I think buying stocks during an election year is a great idea. Of course, my view is that any year that ends in a number between zero and nine is a good year to invest in stocks. Yes, I'm a fan of investing in stocks -- as long as the stocks belong to well-run companies and are held for the long run.

But I'll admit that when I see headlines stating that a certain sector tends to underperform during U.S. presidential election years, I'm intrigued. So when I read an article recently about how healthcare stocks and technology stocks usually lag behind the S&P 500 index (^GSPC 0.70%) during presidential election years, I wanted to find out if it was really true. Sure enough, if you think that history repeats itself, there's a case to be made that two sectors to avoid in 2020 are healthcare and tech.

Hands holding up a placard with "Elections 2020" printed on it

Image source: Getty Images.

Election year blues

Fisher Investments analyzed stock market data from 1926 through 2015. The firm found that the S&P 500 generated positive returns in 57% of the first year of a presidential term, in 65% of the second year, in 91% of the third year, and in 82% of the fourth year. Of course, the fourth year of all presidential terms is an election year.

That analysis didn't include the presidential election in 2016. However, the S&P 500 did deliver a positive return of nearly 10% that year. With dividends included, the index's total return was 12% in 2016. But not all of the sectors in the S&P 500 perform as well as the overall index in a given year.

There have been five presidential election years since 2000. The Health Care Select SPDR ETF (XLV -0.34%), an exchange-traded fund (ETF) that includes only healthcare stocks, underperformed the S&P 500 index in four of these years. So did the Technology Select SPDR ETF (XLK 0.84%), which includes only tech stocks, although the years in which the ETFs lagged behind the S&P 500 differed.

So far in the 2000s, you would have been better off buying an S&P 500 index fund than investing in the healthcare sector or the tech sector 80% of the time during a presidential election year. Investors who stay away from these two sectors in 2020 have history -- at least, relatively recent history -- on their side.

The problems with the premise

Should you change your investing approach this year based on patterns of the past? I don't think so. There are two big problems with the premise that the healthcare and tech sectors underperform the broader market during presidential election years.

The first problem is that five election years is way too small of a sample size from which to draw any hard conclusions. Unfortunately, the S&P sector ETFs didn't exist in any presidential election years before 2000. 

We could, though, use the Nasdaq Composite Index as a proxy for the technology sector. This index tends to be more tech-heavy than the S&P 500. And in three of the four presidential election years between 1984 and 1996, the Nasdaq composite index beat the S&P 500. 

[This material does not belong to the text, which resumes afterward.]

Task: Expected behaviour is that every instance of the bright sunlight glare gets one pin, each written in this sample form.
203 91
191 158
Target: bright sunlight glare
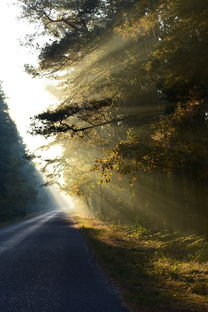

The second problem is even more significant, in my view. There were many different dynamics at work in each of the election years that have been mentioned that go well beyond the impact of the presidential campaigns.

For example, in 2000 the dot-com bubble burst, causing most tech stocks to plunge. In 2008, many investors saw healthcare stocks as a safer haven than many other types of stocks, with the result that the sector outperformed the S&P 500.

Rhyming in 2020?

This year will also have its own distinctive factors that set it apart from presidential election years of the past. Some of the leading Democrat presidential candidates are in favor of major healthcare reforms. As the election cycle progresses, investors could sour on healthcare stocks if they think there's a good chance these reforms could be implemented in the near future.

In addition, some of those same presidential candidates (specifically, Vermont's Sen. Bernie Sanders and Massachusetts' Sen. Elizabeth Warren) have advocated breaking up big technology companies such as Google parent Alphabet, Amazon.com, and Facebook. It's possible that fears about regulatory actions could depress the entire technology sector this year.

Also, tech stocks had their best year of the decade in 2019. As a result, the tech sector's valuation is now significantly higher than the S&P 500 index's valuation. This could lead to reluctance on the part of many investors to buy shares of tech stocks that are priced at a premium.

Mark Twain is frequently credited with saying that "history doesn't repeat itself, but it often rhymes." I'm not sure that the famous author actually said those words, but the sentiment does seem to be true. I wouldn't be surprised if the healthcare and tech sectors lag behind the S&P 500 in 2020, in part because of the presidential campaign.

But this should only matter if you focus on the short term. Long-term investors won't be concerned if healthcare and tech stocks trail the overall market in a particular year. The more important factor is how they perform over a span of many years. With that in mind, my view is that investing in stocks in 2020, including healthcare and tech stocks, is a good move. If history repeats itself or merely rhymes, you'll be able to buy these stocks at a discount.